By Alon Goshen-Gottstein, Times of Israel—
All over the world, notice is taken of the 500th anniversary of Luther’s posting of his 95 Theses on the door of the church in Wittenberg, thereby launching the reformation. This has been an occasion for considering Luther and his contribution to society. One of the voices that is often heard, and which was repeated recently on Times of Israel, is that Luther should not receive the honor he receives in view of his anti-Semitism and how his thought has fed the ideology and workings of the Third Reich. Alan Dershowitz expresses this sentiment strongly:
It is shocking that Luther’s ignoble name is still honored rather than forever cursed by mainstream Protestant churches. The continued honoring of Luther conveys a dangerous message a message that was not lost on Hitler: namely, that a person’s other accomplishments will earn him a position of respect in history, even if he has called for the destruction of world Jewry. (Alan Dershowitz, Chutzpah, p. 107)
For the record, Luther never made such a call for destruction. But he certainly had many harmful recommendations.

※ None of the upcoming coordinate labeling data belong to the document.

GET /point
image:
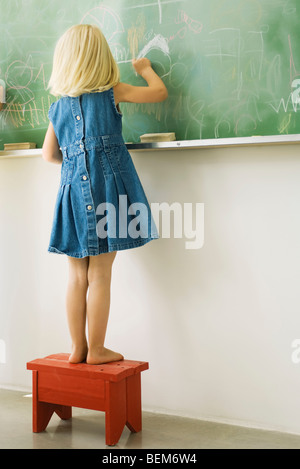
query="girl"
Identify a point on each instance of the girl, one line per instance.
(99, 185)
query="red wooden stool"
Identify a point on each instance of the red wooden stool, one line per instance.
(114, 388)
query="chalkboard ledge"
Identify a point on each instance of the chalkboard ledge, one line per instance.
(182, 145)
(215, 143)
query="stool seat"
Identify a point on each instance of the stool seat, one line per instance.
(114, 388)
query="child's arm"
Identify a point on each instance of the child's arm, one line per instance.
(155, 92)
(51, 150)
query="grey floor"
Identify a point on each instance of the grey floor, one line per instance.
(86, 430)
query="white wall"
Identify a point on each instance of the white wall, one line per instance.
(216, 324)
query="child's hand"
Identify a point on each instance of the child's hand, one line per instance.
(140, 65)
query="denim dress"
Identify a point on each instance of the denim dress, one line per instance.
(101, 205)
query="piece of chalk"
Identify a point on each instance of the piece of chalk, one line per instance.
(158, 137)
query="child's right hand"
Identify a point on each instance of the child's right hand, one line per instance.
(140, 65)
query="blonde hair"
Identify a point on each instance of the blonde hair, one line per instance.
(82, 63)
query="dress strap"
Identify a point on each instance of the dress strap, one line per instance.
(78, 117)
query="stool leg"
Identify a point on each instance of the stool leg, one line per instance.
(115, 411)
(134, 403)
(43, 411)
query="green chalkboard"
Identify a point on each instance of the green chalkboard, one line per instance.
(232, 67)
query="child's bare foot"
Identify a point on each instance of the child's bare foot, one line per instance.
(78, 354)
(102, 355)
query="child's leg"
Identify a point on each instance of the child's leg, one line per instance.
(98, 304)
(76, 307)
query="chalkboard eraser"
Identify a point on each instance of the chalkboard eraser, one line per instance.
(19, 146)
(159, 137)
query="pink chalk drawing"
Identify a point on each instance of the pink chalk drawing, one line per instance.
(193, 25)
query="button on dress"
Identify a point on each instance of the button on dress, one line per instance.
(101, 205)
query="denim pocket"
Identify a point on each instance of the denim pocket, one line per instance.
(67, 171)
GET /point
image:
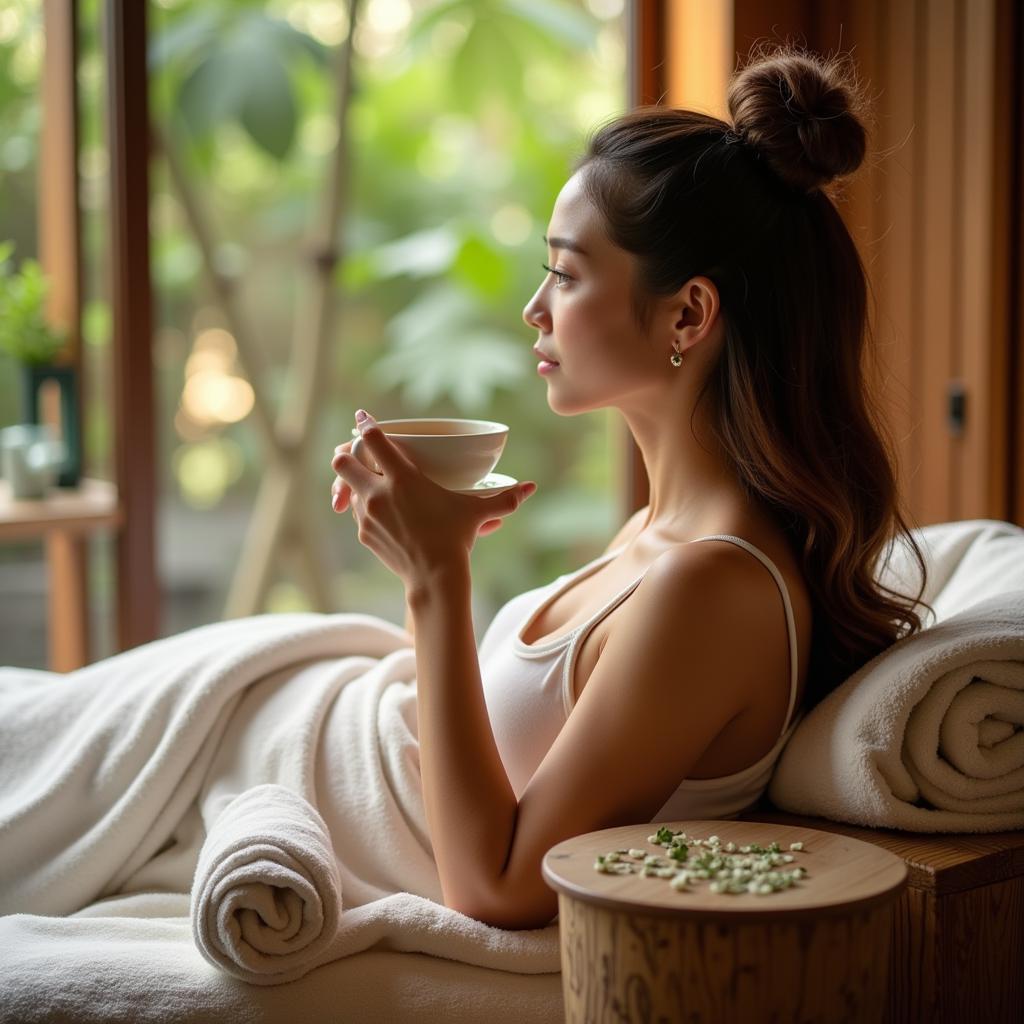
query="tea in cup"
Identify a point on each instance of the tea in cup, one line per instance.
(456, 454)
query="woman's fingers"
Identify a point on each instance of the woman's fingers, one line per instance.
(340, 491)
(387, 455)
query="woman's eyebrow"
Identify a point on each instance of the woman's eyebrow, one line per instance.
(563, 244)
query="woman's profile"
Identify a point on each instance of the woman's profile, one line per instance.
(700, 281)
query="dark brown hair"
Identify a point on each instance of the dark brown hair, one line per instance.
(750, 206)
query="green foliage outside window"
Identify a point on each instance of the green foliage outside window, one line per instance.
(465, 120)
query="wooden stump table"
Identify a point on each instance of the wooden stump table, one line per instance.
(634, 948)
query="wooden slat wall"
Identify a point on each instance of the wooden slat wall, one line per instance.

Contrast Dershowitz with Rabbi Marc Tannenbaum, one of the most important 20th century Jewish voices engaged in dialogue with Christianity:
The task for us in this irenic time, this age of pluralism and growing dialogue, is to try to approach the issue of Luther and his teachings with something of the same method by which many Christians and Jews today approach the cumbersomeness of their inherited tradition. Our task always is to separate out the essential teachings of the faith which are healing and redemptive, productive of love and mutual respect, and simply to repudiate that of the past which is no longer relevant or appropriate and was a historical response for another time. If papal infallibility is not in place, all the more so for Luther. If there’s anything that should characterize the observance of the five hundredth birthday of Luther, I feel it should be the determination to face the bad in past tradition and to replace it by building a culture filled with caring, understanding and above all – knowledge of one another, not as caricatures and stereotypes, but as we are, committed Jews and Christians.(Tanenbaum, From the Past – A Present Challenge, p. 275.)